Housing-related financial support in Finland

Many types of support are available for housing in Finland. These examples illustrate the possible support through different cases, such as unemployment or single-parenthood.

 

JOBLESS JOHANNA

  • Lives in a rental apartment.
  • Receives unemployment benefits. Unemployment benefits are dependent on, among other things, Johanna’s employment history (time in employment and duration of unemployment) and whether she belongs to an unemployment fund.
    An unemployment fund is often an organisation working in liaison with a trade union, and it answers for the unemployment benefits of its members under certain conditions by paying an unemployment allowance that is proportionate to a person’s earnings.
  • Since Johanna’s unemployment benefits are small, she also receives general housing allowance.
  • If Johanna still does not have enough money to cover her necessary expenses, she can apply for social assistance.

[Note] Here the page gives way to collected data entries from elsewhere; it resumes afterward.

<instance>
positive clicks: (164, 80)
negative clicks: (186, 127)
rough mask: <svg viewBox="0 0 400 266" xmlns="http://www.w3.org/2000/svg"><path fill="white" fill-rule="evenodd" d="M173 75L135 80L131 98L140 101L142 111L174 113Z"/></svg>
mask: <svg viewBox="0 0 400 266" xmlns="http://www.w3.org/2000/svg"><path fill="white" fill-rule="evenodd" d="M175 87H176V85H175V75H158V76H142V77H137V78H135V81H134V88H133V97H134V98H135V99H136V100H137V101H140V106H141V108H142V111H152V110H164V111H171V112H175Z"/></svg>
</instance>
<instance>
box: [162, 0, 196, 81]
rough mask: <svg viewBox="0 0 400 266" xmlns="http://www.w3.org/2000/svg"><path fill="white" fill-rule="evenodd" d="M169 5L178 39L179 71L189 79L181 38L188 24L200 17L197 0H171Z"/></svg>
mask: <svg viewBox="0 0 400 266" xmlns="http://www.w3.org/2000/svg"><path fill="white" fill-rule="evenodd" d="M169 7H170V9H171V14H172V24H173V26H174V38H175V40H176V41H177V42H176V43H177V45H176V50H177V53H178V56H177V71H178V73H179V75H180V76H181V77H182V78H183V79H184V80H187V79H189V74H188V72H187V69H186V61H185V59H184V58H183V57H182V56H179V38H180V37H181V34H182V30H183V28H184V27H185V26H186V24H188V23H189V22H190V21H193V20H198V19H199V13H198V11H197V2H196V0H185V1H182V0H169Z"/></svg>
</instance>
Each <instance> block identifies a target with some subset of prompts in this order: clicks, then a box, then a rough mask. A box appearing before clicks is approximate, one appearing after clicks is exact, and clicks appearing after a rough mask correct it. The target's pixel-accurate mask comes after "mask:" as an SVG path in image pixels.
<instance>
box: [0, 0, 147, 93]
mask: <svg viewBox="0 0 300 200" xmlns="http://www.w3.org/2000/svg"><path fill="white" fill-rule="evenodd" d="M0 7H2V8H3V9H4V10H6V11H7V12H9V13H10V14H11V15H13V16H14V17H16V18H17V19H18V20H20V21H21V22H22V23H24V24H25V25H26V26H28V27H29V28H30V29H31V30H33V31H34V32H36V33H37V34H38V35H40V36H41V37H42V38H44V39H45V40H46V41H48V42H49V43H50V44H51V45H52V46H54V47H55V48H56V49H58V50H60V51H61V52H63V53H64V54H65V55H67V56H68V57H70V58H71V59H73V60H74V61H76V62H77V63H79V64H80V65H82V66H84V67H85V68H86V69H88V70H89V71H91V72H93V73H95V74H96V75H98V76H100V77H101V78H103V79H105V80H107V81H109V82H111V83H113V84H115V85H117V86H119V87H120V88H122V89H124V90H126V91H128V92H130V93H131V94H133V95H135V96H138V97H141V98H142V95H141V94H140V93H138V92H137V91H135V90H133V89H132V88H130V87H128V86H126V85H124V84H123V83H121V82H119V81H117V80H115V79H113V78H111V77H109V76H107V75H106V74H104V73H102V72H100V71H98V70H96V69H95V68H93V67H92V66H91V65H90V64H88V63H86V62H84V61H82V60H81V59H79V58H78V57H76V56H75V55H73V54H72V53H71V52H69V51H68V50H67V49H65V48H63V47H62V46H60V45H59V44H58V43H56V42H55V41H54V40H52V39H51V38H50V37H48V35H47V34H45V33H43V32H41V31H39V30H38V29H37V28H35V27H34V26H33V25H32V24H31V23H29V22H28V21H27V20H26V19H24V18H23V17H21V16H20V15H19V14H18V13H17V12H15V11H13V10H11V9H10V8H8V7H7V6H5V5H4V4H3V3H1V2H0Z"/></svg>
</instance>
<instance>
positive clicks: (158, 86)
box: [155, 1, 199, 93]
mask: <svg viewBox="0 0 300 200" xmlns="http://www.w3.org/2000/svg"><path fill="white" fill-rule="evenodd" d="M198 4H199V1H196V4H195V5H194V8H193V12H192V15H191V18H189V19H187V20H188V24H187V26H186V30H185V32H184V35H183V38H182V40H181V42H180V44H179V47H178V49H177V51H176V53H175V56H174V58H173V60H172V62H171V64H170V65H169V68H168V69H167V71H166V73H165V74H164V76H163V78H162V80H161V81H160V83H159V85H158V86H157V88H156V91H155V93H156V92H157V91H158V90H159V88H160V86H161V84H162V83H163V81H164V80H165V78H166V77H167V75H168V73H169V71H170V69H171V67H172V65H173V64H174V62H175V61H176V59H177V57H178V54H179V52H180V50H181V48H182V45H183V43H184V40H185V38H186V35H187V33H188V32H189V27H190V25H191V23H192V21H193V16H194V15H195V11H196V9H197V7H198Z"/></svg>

Social assistance has to be applied for separately each month. It is a last-resort form of support and so all the income and assets available to the person or family affect its amount.
    Before applying for social assistance, a person has to apply for the primary benefits they are entitled to. Social assistance can only be used for expenses defined in the Act on Social Assistance.

STEFAN THE STUDENT

  • Receives student financial aid, which includes a study grant and student loan guarantee.
  • Receives general housing allowance.
  • Does part-time work as a florist’s assistant during peak times. Can earn small amounts of money without it affecting the amount of support he receives.
  • If Stefan still does not have enough money to cover his necessary expenses, he can apply for social assistance.

PIRKKO THE PENSIONER

  • Lives as a widow in an owner-occupied apartment, so she only has to pay the maintenance charge.
  • Receives earnings-based pension.
  • Receives pensioners’ housing allowance because her pension is not large enough to cover the maintenance charge.
    In Finland, limited liability housing companies usually own dwellings in apartment buildings and terraced houses. When a person buys an apartment, they become a shareholder in the limited liability housing company.
    The maintenance charge is a payment that the stakeholder is required to pay the company to cover its maintenance expenses.
  • If Pirkko still does not have enough money for her basic expenses, she can apply for social assistance.

 

This article was first published in our book A Home of Your Own (2017). 

SIMO THE SINGLE FATHER

  • A father of 1- and 2-year-olds, looks after his children at home.
  • Lives in an owner-occupied apartment.
  • Receives home care allowance and child benefit.
  • If the children’s mother does not take care of their maintenance or pay child support, Simo is entitled to receive a maintenance allowance from the Social Insurance Institution of Finland.
  • Since Simo’s benefits are not enough to pay the family’s housing expences he also receives general housing allowance.
  • If Simo still does not have enough money to cover his basic expenses, he can apply for social assistance.

LOW-INCOME LASSE

  • Lives in a rental apartment.
  • Is employed as a part-time warehouse worker, but the salary is not enough to pay his rent.
  • Receives general housing allowance, the amount of which is determined by the joint income of Lasse and his live-in partner.
  • If Lasse still does not have enough money for his necessary expenses, he can apply for social assistance.

DANIEL THE DISABILITY PENSIONER

  • Lives in a rental apartment in a supported housing unit, with his own lease.
  • Receives disability pension.
  • Because Daniel’s benefits are not enough to pay the rent, he also receives pensioners’ housing allowance.
  • If Daniel still does not have enough money for his necessary expenses, he can apply for social assistance.